Los antiguos conjuros del Clan de Sirenas se sentían como abrasadoras agujas de acero, perforando densamente las profundidades de su consciencia.

Una cegadora luz blanca explotó ante sus ojos.

Aturdida, oyó a Pequeño Rosa lamentarse en su mar de consciencia:
«¡Esto no es un manual de amor, es un arma homicida!»
«¡Su Alteza, huyamos!

¡Esta misión de amor del Clan de Sirenas es imposible de superar para nosotros!»
«No.

Tengo que hacerlo».

Su An’an levantó la vista de repente.

El sudor frío le resbalaba por la mandíbula desde las sienes, pero esbozó una sonrisa ensangrentada.

Cerró los ojos lentamente.

Poder espiritual verde, plateado y púrpura se extendió desde la parte posterior de su cabeza, perforando la frente de Lan Cangming.

Todo el cuerpo de Lan Cangming tembló violentamente; las escamas azul hielo bajo su uniforme militar se erizaron sin control.

Miró con incredulidad los ojos enrojecidos de Su An’an.

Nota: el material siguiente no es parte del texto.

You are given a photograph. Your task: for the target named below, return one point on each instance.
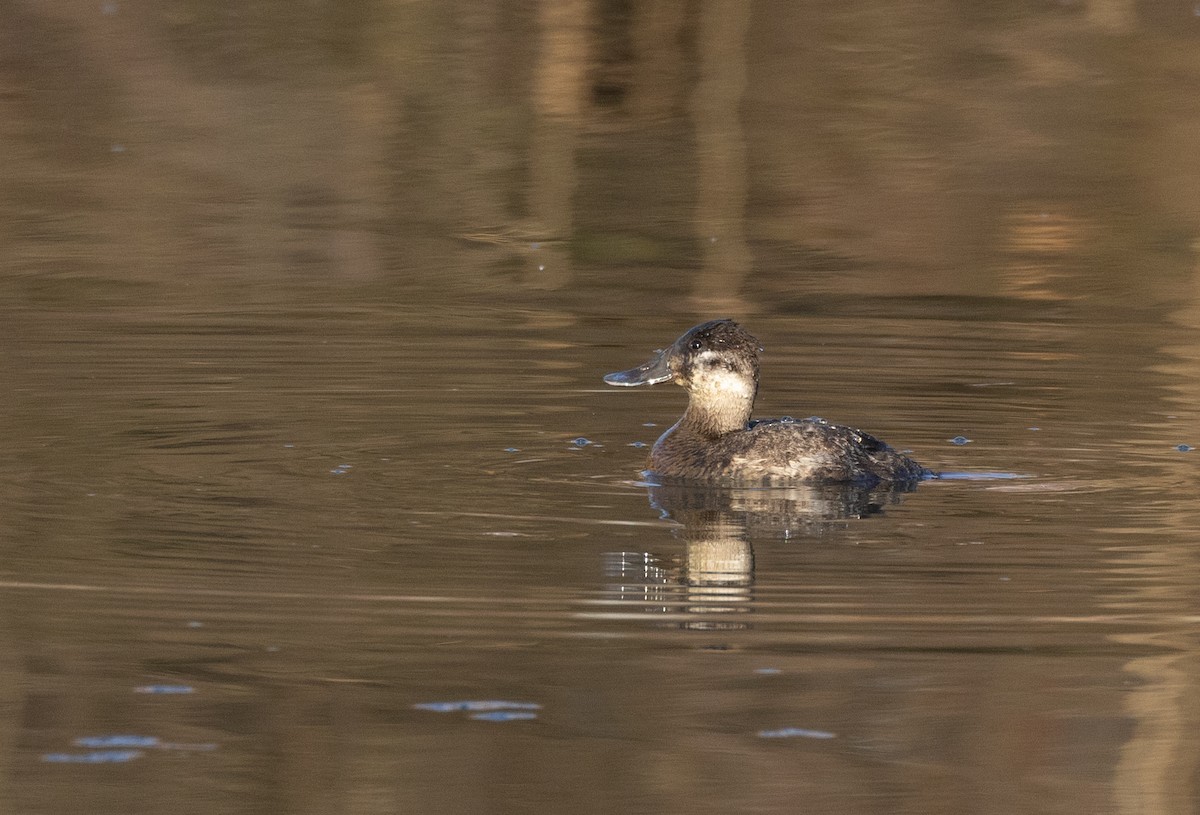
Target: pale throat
(719, 402)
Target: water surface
(315, 499)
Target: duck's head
(717, 361)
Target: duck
(715, 441)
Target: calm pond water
(315, 501)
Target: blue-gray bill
(649, 373)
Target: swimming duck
(715, 441)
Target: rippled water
(315, 499)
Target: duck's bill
(651, 373)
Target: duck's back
(810, 450)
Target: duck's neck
(714, 414)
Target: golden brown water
(309, 462)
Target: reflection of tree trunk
(660, 65)
(721, 161)
(558, 100)
(1157, 765)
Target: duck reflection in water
(727, 480)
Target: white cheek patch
(720, 378)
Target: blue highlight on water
(94, 757)
(117, 741)
(486, 709)
(504, 715)
(473, 705)
(166, 689)
(796, 732)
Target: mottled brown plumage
(715, 441)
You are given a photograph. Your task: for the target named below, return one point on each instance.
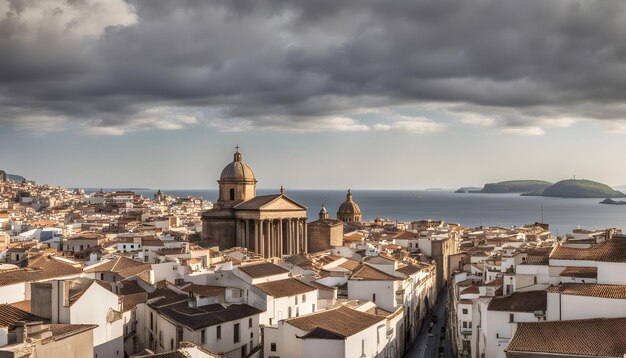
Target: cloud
(103, 66)
(530, 131)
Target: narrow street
(428, 346)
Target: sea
(468, 209)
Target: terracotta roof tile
(580, 271)
(10, 277)
(368, 273)
(205, 290)
(590, 289)
(263, 269)
(341, 321)
(613, 250)
(9, 315)
(284, 288)
(602, 337)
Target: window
(236, 333)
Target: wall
(13, 293)
(76, 346)
(92, 308)
(327, 348)
(385, 292)
(583, 307)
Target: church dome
(237, 170)
(349, 207)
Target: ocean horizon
(469, 210)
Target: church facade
(270, 225)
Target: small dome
(237, 170)
(349, 207)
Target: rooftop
(368, 273)
(590, 289)
(263, 269)
(284, 288)
(613, 250)
(530, 301)
(339, 323)
(580, 271)
(603, 337)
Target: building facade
(270, 225)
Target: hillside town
(116, 274)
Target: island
(468, 189)
(578, 188)
(510, 186)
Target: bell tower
(237, 182)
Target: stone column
(256, 236)
(297, 222)
(263, 237)
(289, 237)
(238, 233)
(247, 235)
(280, 237)
(270, 238)
(304, 231)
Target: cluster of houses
(115, 274)
(124, 275)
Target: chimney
(66, 293)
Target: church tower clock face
(237, 183)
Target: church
(270, 225)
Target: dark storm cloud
(302, 64)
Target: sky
(366, 94)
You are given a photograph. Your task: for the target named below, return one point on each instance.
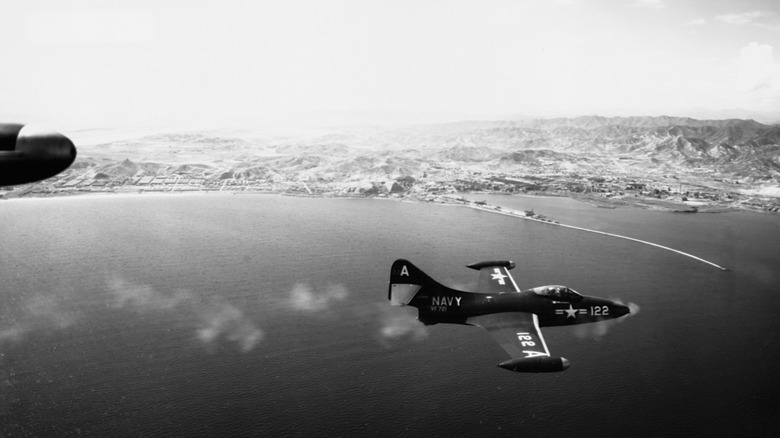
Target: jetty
(516, 214)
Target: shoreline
(441, 200)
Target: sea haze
(238, 315)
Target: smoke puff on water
(217, 319)
(39, 312)
(223, 320)
(398, 326)
(303, 297)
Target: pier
(516, 214)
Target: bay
(246, 315)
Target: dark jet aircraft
(28, 155)
(513, 317)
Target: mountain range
(737, 149)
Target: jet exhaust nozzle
(542, 364)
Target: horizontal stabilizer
(501, 263)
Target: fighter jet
(28, 154)
(511, 316)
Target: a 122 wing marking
(517, 333)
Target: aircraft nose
(43, 144)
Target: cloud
(650, 4)
(743, 18)
(304, 298)
(697, 22)
(216, 319)
(758, 70)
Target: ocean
(264, 315)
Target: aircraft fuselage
(456, 308)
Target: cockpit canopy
(561, 293)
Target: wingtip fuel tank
(29, 153)
(541, 364)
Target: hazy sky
(98, 63)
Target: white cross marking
(499, 276)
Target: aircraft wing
(494, 277)
(519, 335)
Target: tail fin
(408, 281)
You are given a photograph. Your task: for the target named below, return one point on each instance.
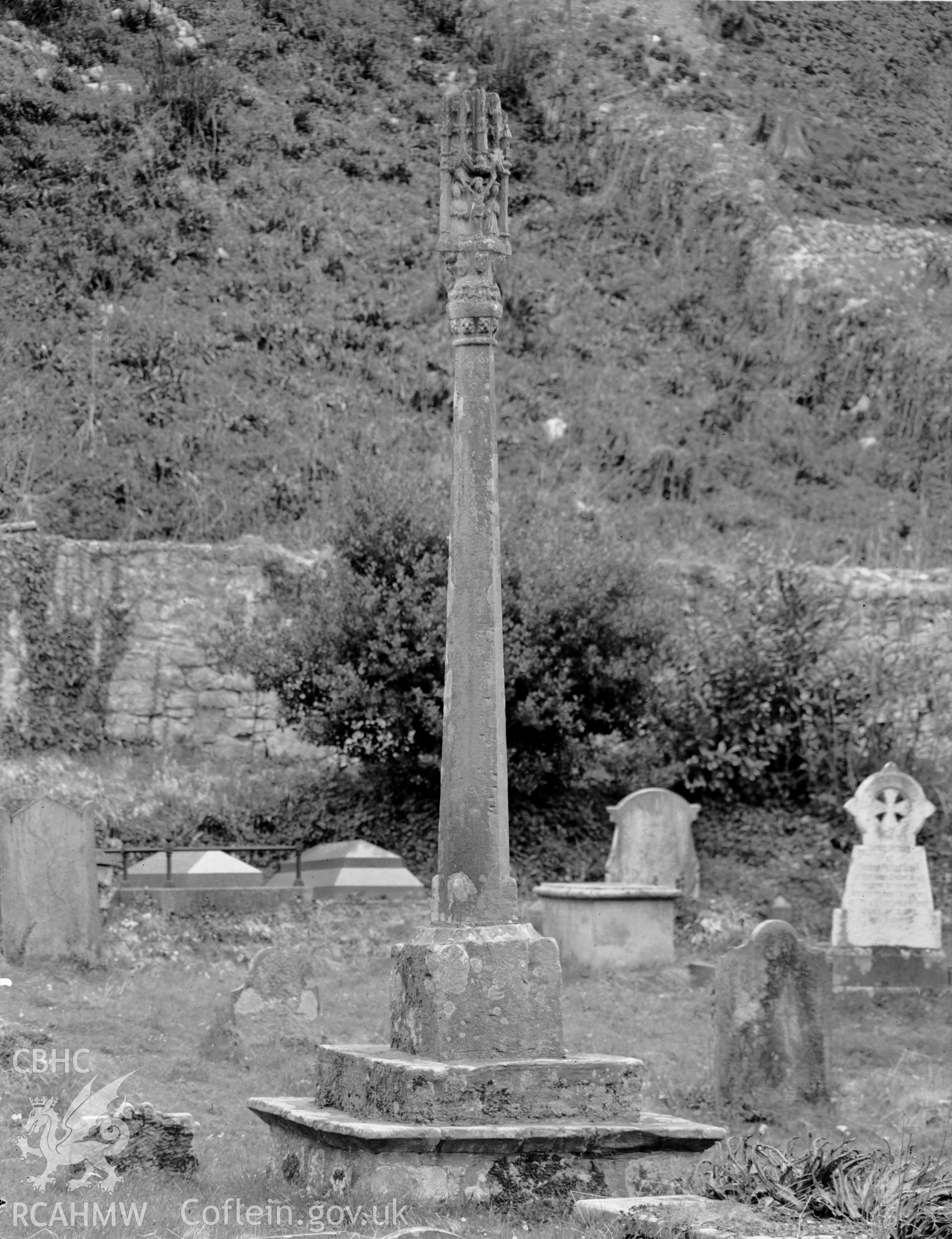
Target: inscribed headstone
(772, 1016)
(653, 843)
(279, 1003)
(49, 895)
(888, 900)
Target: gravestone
(887, 931)
(653, 843)
(772, 1021)
(279, 1003)
(49, 894)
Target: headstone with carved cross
(887, 914)
(474, 1097)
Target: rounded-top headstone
(772, 1015)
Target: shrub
(768, 697)
(356, 654)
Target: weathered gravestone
(49, 894)
(279, 1003)
(887, 932)
(772, 1016)
(653, 843)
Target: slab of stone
(654, 844)
(888, 899)
(476, 992)
(328, 1151)
(351, 867)
(49, 890)
(894, 968)
(608, 927)
(195, 869)
(242, 900)
(279, 1004)
(376, 1082)
(772, 1020)
(650, 1131)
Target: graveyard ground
(158, 1007)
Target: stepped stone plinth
(475, 1097)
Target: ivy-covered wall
(106, 641)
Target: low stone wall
(165, 600)
(162, 686)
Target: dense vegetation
(221, 299)
(222, 315)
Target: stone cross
(475, 983)
(473, 885)
(889, 810)
(888, 899)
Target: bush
(765, 699)
(356, 652)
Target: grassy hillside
(221, 299)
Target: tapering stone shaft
(473, 885)
(475, 984)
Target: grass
(157, 1005)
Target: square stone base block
(326, 1151)
(476, 992)
(605, 926)
(376, 1082)
(894, 968)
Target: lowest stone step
(377, 1082)
(325, 1150)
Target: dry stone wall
(164, 686)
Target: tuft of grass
(903, 1198)
(192, 92)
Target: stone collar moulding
(475, 1097)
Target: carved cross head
(889, 808)
(474, 185)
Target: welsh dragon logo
(71, 1141)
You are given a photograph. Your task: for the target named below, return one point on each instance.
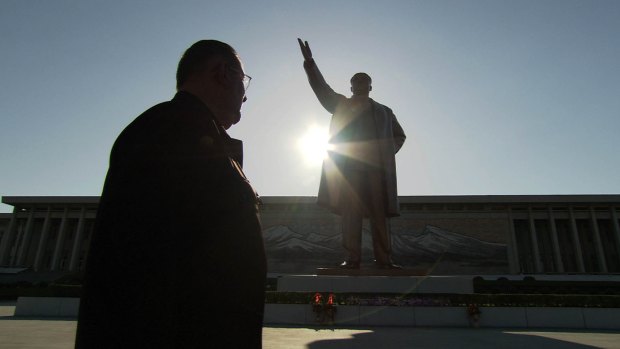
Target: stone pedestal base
(370, 272)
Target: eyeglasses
(246, 78)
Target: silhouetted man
(177, 257)
(359, 176)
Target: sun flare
(313, 145)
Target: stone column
(616, 228)
(600, 252)
(25, 240)
(43, 240)
(557, 255)
(574, 233)
(77, 241)
(60, 239)
(7, 239)
(534, 238)
(513, 253)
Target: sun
(313, 145)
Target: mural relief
(436, 250)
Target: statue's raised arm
(326, 95)
(305, 49)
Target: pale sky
(496, 97)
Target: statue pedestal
(370, 272)
(376, 284)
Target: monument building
(442, 235)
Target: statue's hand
(305, 49)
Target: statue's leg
(381, 240)
(352, 215)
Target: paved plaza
(25, 333)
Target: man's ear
(219, 72)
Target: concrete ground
(21, 333)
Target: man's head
(361, 84)
(212, 71)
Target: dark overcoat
(389, 139)
(177, 257)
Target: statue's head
(361, 84)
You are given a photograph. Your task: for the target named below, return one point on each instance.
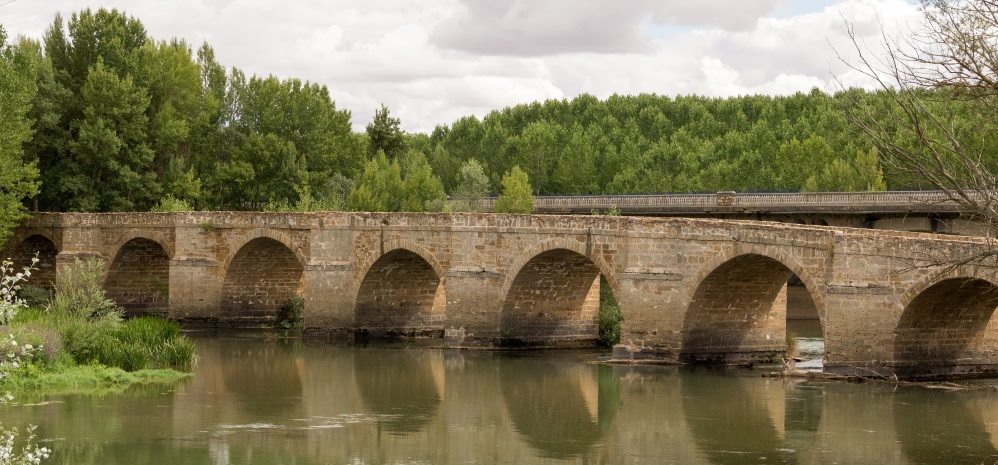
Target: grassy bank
(74, 355)
(78, 340)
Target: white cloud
(436, 60)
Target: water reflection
(264, 379)
(561, 410)
(257, 401)
(738, 420)
(403, 387)
(941, 427)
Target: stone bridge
(690, 290)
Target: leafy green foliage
(472, 187)
(137, 344)
(18, 177)
(384, 134)
(172, 204)
(80, 295)
(379, 188)
(151, 120)
(609, 317)
(388, 186)
(421, 190)
(516, 196)
(291, 314)
(148, 119)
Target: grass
(76, 378)
(79, 354)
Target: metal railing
(731, 202)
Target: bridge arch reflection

—¿Quieres aprender sincronizando nuestro poder espiritual?

—Así es.

La voz de Su An’an, mezclada con fluctuaciones de poder espiritual, se estrelló contra su mar de consciencia, cargada de una determinación inquebrantable:
—Tu poder espiritual será la llave, y el mío, el decodificador.

«¡Su Alteza, no puede!

Si falla, no solo se hará añicos el Núcleo de Bestia de Gran Pez y sus genes se degradarán, ¡sino que su mar de consciencia también será desgarrado!»
Pequeño Rosa objetó frenéticamente.

—¡No!

La voz de Lan Cangming fue casi un gruñido.

Instintivamente intentó liberarse del enredo de los tentáculos espirituales de Su An’an, pero ella lo sujetó con firmeza por la nuca.

—¿No confías en mí, o no confías en tu amor?

Su An’an se puso de puntillas y le mordió el labio con la fuerza suficiente para dejar una marca sangrienta.

Lo amenazó:
—¿O estás diciendo que quieres divorciarte de mí ahora mismo?